La inacción de la OMS en la respuesta a la hepatitis C ha permitido, en buena medida, que esta epidemia continúe propagándose a lo largo y ancho del planeta. Cada año se infectan entre tres y cuatro millones de personas, y si bien la mayor parte de las nuevas infecciones se producen entre usuarios de drogas inyectables (UDI), menos de un 4% de estas personas tienen acceso a material de inyección esterilizado.
Según los activistas, este terrible fracaso en materia de salud pública permite que se siga propagando la epidemia. Resulta paradójico que la OMS califique la hepatitis C como una ‘bomba viral de relojería’, cuando ha hecho bien poco hasta la fecha para responder de forma eficaz a este problema emergente de salud pública.

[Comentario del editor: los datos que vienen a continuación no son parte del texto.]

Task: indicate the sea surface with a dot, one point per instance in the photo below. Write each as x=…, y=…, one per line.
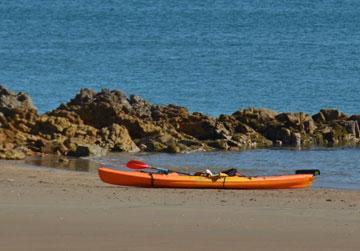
x=210, y=56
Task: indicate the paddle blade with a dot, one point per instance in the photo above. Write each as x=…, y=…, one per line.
x=137, y=164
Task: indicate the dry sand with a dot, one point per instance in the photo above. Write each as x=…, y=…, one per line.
x=49, y=209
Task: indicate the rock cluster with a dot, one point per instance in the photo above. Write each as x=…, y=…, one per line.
x=93, y=123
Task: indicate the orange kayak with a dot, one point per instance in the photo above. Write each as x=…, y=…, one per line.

La OMS calcula que 150 millones de personas viven en el mundo con hepatitis C, aunque tan solo una pequeña parte de ellas conoce su diagnóstico. Una gran mayoría de las personas que lo desconocen viven en países de ingresos medios y bajos en los que no tienen acceso a las pruebas diagnósticas, a la atención y el tratamiento. Además, el precio del interferón pegilado, un fármaco irreemplazable en el tratamiento estándar actual de la hepatitis C para todos los genotipos, resulta inasequible. Por otro lado, incluso en algunos países donde se dispone de tratamiento para la hepatitis C, se excluye a los usuarios de drogas intravenosas: únicamente entre un 2 y un 4% de los 10 millones de UDI infectados por VHC en el mundo tienen acceso al tratamiento (véase La Noticia del Día 07/06/2013).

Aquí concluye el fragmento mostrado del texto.